Deux jours plus tard, la presse avait déjà pris possession de l'affaire. Les journaux titraient tous avec une similitude étrange des titres tels que: « La fille d'un des plus importants directeurs d'usines mondiaux morte en raison de son kidnapping, qui dura plus de huit ans! ». Après quoi ils détaillaient, toujours avec une similitude presque déplacée, quelque chose qui ressemblait à cet extrait du premier journal japonais ayant relaté l‘affaire:
« Cette jeune fille de quinze ans à peine fut séquestrée par des ravisseurs, désormais en cavale, pendant huit longues années, avant d'être rattrapés par les policiers, accompagnés de la nourrice de l'enfant, qui put la mettre suffisamment en confiance pour ramener sans heurts la jeune fille auprès de ses parents. Cependant, les conditions physiques et mentales dans laquelle fut découverte la fillette dans la nouvelle planque qu'avaient établit ses ravisseurs, un célèbre hôtel de prestige, duquel furent envoyés finalement de vrais conditions pour la récupération de la fillette et qui ont put permettre aux autorités de découvrir l'emplacement de la fillette, ne permirent pas, même accompagnée des plus compétents des médecins des pays industrialisés, de survivre à ces huit ans.
« Ses parents reçoivent toute mes condoléances. », a déclaré ce matin le chef de l'équipe de médecins réquisitionnés pour le traitement de ce cas, « [...] mais rien n'aurait put préserver cette jeune fille, plus gravement atteinte par la maladie que ne l'aurait crut quiconque l'aurait observé sans un oeil médical. », complète l'un des médecins de l'équipe (voir page 7 pour les témoignages des médecins impliqués dans cette affaire).

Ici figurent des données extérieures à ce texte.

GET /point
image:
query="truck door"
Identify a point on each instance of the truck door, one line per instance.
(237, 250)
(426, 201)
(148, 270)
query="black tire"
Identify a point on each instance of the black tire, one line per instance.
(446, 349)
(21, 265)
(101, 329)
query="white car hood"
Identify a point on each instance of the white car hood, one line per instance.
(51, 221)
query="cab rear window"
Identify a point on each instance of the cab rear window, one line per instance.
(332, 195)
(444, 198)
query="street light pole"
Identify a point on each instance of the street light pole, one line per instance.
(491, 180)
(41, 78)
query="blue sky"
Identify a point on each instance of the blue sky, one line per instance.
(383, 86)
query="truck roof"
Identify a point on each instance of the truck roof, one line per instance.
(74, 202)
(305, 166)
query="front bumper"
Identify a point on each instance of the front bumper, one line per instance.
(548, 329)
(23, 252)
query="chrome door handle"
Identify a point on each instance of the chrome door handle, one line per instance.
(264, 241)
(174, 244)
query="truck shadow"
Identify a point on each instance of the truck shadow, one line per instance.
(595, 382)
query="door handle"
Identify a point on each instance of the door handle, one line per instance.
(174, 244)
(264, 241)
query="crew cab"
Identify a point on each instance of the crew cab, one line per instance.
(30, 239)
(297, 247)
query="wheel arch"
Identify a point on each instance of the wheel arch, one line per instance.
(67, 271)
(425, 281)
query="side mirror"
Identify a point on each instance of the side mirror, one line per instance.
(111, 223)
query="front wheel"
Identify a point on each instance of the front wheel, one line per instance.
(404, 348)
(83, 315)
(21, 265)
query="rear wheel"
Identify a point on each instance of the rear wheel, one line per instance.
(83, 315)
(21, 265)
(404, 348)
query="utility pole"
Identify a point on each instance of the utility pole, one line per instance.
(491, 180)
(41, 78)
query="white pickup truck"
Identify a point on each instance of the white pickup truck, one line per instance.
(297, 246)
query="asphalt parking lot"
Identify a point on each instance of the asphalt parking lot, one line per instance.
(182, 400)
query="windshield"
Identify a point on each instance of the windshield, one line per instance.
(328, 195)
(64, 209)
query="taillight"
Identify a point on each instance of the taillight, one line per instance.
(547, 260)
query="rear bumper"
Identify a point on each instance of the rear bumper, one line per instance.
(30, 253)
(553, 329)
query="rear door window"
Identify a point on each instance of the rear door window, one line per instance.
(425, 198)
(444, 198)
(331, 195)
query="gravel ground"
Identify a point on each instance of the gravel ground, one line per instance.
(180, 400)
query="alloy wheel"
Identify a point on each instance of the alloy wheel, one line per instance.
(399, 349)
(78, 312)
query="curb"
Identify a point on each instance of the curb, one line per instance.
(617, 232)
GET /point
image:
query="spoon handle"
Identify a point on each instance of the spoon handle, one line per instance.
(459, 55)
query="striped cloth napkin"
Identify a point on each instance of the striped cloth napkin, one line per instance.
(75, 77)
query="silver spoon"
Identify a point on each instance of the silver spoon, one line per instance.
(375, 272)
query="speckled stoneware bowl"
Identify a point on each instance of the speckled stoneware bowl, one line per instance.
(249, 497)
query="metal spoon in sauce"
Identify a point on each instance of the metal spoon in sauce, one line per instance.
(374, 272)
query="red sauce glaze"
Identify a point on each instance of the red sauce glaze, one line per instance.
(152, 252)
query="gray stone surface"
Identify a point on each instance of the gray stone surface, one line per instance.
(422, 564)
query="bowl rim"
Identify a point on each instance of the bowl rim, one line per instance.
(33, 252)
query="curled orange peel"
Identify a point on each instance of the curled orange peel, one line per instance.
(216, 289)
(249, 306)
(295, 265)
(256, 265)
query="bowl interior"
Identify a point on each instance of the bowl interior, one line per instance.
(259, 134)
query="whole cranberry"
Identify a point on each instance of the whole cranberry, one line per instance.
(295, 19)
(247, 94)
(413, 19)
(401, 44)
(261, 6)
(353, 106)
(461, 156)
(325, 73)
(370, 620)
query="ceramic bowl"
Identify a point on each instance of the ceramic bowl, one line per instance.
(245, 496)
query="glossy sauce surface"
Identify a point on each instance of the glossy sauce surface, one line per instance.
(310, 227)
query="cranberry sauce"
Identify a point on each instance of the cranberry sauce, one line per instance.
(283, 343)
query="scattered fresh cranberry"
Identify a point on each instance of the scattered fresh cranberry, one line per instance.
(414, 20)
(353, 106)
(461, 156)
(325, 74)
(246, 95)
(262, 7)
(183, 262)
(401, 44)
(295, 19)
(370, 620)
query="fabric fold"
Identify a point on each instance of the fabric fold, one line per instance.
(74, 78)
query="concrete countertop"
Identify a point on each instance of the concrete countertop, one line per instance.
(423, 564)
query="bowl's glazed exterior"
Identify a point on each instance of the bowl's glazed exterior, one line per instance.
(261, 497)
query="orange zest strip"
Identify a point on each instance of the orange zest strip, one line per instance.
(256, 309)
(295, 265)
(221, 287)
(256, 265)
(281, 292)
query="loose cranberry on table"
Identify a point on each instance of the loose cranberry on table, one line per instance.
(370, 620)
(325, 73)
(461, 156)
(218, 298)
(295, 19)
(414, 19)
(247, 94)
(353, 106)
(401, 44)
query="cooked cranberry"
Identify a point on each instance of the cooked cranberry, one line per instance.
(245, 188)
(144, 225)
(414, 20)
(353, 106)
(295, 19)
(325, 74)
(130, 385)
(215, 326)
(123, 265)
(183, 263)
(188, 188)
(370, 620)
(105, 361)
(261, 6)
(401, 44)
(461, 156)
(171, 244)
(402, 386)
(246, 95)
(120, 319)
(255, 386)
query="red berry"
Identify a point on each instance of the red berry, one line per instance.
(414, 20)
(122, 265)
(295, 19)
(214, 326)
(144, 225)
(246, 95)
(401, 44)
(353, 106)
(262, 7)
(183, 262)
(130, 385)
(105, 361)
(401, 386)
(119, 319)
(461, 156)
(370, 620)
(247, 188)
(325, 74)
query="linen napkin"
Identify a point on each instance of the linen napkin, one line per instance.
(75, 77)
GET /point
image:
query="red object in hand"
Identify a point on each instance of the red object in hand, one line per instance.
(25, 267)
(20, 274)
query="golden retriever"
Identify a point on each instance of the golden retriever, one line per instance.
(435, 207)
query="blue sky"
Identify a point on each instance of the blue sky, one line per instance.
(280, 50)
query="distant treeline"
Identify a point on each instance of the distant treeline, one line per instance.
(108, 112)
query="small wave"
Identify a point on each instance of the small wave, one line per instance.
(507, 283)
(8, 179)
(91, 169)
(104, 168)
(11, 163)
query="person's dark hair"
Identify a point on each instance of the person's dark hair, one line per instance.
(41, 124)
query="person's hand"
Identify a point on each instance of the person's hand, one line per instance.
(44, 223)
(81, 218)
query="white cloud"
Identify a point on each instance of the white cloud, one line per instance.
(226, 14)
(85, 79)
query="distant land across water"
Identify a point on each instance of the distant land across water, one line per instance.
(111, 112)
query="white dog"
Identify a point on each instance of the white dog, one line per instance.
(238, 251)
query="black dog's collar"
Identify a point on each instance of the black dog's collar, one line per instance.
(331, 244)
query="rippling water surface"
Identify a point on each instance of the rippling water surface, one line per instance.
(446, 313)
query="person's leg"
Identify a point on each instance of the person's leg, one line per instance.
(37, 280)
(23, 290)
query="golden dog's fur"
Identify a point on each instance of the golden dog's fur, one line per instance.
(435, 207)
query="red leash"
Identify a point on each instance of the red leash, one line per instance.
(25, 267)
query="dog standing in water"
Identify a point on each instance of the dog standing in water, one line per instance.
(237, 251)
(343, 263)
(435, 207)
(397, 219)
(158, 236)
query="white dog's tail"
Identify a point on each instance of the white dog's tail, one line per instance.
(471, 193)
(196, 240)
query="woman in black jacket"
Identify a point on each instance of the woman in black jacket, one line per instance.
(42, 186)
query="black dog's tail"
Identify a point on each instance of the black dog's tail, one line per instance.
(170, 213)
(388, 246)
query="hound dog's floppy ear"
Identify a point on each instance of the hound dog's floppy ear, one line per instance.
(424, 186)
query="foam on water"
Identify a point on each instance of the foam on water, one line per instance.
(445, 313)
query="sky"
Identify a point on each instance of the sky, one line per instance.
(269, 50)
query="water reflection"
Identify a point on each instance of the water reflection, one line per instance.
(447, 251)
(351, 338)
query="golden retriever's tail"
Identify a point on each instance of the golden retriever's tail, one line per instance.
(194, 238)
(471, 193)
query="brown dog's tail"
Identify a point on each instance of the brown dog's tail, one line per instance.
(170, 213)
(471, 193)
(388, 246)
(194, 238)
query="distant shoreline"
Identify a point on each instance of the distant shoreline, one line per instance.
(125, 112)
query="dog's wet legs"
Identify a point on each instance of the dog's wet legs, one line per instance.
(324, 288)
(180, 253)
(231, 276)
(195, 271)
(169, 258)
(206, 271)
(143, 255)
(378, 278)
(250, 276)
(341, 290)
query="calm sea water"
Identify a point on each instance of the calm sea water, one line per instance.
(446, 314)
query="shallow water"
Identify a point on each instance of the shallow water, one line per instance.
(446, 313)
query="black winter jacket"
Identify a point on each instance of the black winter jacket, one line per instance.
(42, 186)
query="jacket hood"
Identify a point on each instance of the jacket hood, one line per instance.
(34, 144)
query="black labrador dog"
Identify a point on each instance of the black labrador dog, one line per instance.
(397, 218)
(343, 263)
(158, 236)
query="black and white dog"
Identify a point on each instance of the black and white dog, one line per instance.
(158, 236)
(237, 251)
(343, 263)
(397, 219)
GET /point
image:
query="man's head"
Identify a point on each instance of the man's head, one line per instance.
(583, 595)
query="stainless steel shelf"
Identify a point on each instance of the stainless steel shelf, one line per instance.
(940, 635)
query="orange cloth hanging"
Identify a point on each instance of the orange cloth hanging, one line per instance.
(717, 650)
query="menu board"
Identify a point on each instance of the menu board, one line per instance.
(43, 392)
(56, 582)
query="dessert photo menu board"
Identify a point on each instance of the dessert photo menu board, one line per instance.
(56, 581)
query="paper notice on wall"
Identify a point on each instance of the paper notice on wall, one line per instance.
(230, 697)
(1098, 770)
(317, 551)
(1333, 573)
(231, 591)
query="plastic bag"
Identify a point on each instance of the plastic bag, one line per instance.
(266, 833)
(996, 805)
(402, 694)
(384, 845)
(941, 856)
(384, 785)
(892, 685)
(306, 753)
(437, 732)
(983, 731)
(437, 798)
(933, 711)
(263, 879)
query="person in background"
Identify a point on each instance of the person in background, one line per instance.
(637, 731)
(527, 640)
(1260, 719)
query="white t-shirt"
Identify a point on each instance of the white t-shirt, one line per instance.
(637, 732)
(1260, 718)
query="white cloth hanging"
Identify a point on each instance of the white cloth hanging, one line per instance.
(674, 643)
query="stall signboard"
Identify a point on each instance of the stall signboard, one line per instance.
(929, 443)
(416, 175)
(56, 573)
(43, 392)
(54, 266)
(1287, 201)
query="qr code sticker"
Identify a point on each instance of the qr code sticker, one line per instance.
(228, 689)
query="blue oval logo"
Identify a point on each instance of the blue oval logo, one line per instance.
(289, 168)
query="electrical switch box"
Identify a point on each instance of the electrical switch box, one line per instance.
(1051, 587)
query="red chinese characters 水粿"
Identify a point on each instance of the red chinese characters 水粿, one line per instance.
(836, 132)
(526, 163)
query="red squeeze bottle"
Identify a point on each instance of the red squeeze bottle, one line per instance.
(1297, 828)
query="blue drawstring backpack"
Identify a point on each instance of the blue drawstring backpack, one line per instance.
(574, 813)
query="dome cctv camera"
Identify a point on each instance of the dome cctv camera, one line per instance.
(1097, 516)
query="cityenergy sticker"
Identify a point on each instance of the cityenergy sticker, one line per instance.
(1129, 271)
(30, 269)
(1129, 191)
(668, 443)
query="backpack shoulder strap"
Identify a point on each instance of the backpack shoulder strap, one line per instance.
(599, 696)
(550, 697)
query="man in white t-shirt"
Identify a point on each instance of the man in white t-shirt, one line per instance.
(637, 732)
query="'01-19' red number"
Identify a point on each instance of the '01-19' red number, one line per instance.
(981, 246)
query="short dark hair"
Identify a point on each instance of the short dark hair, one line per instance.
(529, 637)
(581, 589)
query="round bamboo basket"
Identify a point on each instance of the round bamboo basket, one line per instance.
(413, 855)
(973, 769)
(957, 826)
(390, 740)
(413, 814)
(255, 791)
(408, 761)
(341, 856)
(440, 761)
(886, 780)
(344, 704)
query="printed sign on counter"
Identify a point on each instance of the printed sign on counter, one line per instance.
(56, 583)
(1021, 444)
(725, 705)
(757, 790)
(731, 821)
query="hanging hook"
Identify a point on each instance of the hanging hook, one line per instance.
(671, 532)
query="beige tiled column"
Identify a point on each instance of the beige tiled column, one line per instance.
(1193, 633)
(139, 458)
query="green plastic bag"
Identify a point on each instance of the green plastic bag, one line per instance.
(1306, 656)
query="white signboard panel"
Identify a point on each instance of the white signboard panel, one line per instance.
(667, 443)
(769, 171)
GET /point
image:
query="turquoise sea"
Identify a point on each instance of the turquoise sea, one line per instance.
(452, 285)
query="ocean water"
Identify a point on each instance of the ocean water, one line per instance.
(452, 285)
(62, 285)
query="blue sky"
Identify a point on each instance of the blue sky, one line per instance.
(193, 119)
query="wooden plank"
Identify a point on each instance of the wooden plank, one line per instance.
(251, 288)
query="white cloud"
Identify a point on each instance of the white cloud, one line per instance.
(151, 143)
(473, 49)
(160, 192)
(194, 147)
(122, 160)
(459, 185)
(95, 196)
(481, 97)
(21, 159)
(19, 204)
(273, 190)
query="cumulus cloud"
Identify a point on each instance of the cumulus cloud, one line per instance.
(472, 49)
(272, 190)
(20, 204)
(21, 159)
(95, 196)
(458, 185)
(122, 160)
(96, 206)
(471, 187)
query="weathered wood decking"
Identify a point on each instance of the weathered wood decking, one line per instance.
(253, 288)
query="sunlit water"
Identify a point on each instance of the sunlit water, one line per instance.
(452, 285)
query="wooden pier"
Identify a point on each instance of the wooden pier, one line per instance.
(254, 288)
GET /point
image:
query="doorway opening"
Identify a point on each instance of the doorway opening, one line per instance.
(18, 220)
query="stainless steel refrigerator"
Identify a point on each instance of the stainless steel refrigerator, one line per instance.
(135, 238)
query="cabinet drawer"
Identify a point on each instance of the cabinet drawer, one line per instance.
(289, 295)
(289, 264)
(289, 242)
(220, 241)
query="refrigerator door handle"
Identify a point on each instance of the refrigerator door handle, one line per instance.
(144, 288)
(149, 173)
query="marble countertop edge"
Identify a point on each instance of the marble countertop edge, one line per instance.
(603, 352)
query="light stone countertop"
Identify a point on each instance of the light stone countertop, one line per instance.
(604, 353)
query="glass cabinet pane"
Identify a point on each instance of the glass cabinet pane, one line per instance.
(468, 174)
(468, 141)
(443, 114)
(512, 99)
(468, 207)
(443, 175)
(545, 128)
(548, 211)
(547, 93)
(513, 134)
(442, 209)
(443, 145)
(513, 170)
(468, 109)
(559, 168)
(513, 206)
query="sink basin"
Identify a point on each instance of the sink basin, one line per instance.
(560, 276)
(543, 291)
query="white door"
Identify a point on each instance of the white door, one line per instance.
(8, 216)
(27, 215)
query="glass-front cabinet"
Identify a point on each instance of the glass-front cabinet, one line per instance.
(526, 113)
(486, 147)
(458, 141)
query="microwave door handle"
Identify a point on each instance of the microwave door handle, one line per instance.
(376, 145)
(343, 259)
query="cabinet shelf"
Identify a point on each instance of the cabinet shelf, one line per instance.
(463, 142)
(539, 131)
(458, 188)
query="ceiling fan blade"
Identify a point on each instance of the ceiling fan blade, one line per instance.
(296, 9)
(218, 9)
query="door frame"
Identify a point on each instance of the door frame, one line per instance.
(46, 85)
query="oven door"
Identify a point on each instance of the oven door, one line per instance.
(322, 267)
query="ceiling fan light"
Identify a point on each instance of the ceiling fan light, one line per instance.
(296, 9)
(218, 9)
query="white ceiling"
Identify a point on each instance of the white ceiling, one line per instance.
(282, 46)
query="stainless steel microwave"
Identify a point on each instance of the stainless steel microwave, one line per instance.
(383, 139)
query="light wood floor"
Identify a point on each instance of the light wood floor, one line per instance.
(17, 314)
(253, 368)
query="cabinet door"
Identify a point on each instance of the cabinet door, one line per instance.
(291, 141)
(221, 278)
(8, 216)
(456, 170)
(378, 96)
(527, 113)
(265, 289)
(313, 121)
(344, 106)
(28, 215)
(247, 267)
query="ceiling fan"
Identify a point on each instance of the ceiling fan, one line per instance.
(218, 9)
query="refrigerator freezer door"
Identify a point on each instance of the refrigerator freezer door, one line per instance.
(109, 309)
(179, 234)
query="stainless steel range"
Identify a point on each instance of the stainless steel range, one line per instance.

Des rumeurs circuleraient parmi les services de police, que la petite fille serait devenue tellement malade qu'elle se serait conçu un monde où le Soleil serait son amant éternel, fuyant la Lune qui convoiterait ses attraits, allant jusqu'à admirer en lui Hélios, l'ancien dieu grec.
Notre enquête exclusive viendra compléter toute ces informations et répondre à toutes les questions que vous pouvez vous poser sur cette enquête. », se vantaient alors tous les journaux traitants de l'affaire.
Ce fut bien là le seul souvenir que laissa la jeune victime qui avait vu dans le Soleil le reflet de sa propre mésaventure.